A Non-Invasive Brain-Computer Interface for Real-Time Speech Synthesis: The Importance of Multimodal Feedback

Authors

Jonathan S. Brumberg, University of KansasFollow
Kevin M. Pitt, University of Nebraska - LincolnFollow
Jeremy D. Burnison, University of Kansas

ORCID IDs

Jonathan Brumberg https://orcid.org/0000-0001-5739-968X

Kevin Pitt https://orcid.org/0000-0003-3165-4093

Date of this Version

4-2018

Citation

Published in final edited form as: IEEE Trans Neural Syst Rehabil Eng. 2018 April ; 26(4): 874–881.

doi:10.1109/TNSRE.2018.2808425.

Comments

Author manuscript; available in PMC 2019 April 01.

Abstract

We conducted a study of a motor imagery brain-computer interface (BCI) using electroencephalography (EEG) to continuously control a formant frequency speech synthesizer with instantaneous auditory and visual feedback. Over a three-session training period, sixteen participants learned to control the BCI for production of three vowel sounds (/ℹ/[heed], /ɐ/[hot], and/u/[who’d]) and were split into three groups: those receiving unimodal auditory feedback of synthesized speech, those receiving unimodal visual feedback of formant frequencies, and those receiving multimodal, audio-visual feedback. Audio feedback was provided by a formant frequency artificial speech synthesizer and visual feedback was given as a two-dimensional cursor on a graphical representation of the plane defined by the first two formant frequencies.
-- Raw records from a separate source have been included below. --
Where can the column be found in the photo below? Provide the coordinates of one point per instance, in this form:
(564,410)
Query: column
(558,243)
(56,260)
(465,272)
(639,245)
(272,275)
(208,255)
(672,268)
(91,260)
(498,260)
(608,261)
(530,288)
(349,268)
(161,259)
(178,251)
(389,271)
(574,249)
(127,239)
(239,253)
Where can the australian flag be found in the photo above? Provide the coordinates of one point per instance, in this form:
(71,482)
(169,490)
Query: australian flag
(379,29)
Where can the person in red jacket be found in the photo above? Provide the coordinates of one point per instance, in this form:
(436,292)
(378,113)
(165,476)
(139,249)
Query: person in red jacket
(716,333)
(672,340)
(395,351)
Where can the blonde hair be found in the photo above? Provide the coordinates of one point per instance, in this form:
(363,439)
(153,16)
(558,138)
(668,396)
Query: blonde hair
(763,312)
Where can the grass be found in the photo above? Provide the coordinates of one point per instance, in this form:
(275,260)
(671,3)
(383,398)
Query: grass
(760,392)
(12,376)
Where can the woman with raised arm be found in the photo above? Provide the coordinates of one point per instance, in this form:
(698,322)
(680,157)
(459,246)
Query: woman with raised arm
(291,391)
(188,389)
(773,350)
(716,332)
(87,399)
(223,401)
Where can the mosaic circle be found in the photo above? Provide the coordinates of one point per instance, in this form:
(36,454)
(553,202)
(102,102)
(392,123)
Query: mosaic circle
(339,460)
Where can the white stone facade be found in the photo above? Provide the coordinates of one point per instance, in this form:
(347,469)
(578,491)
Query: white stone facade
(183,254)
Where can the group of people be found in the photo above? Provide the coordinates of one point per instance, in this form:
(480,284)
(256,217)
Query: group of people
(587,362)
We found that combined audiovisual feedback led to the greatest performance in terms of percent accuracy, distance to target and movement time to target compared to either unimodal feedback of auditory or visual information. These results indicate that performance is enhanced when multimodal feedback is meaningful for the BCI task goals, rather than as a generic biofeedback signal of BCI progress.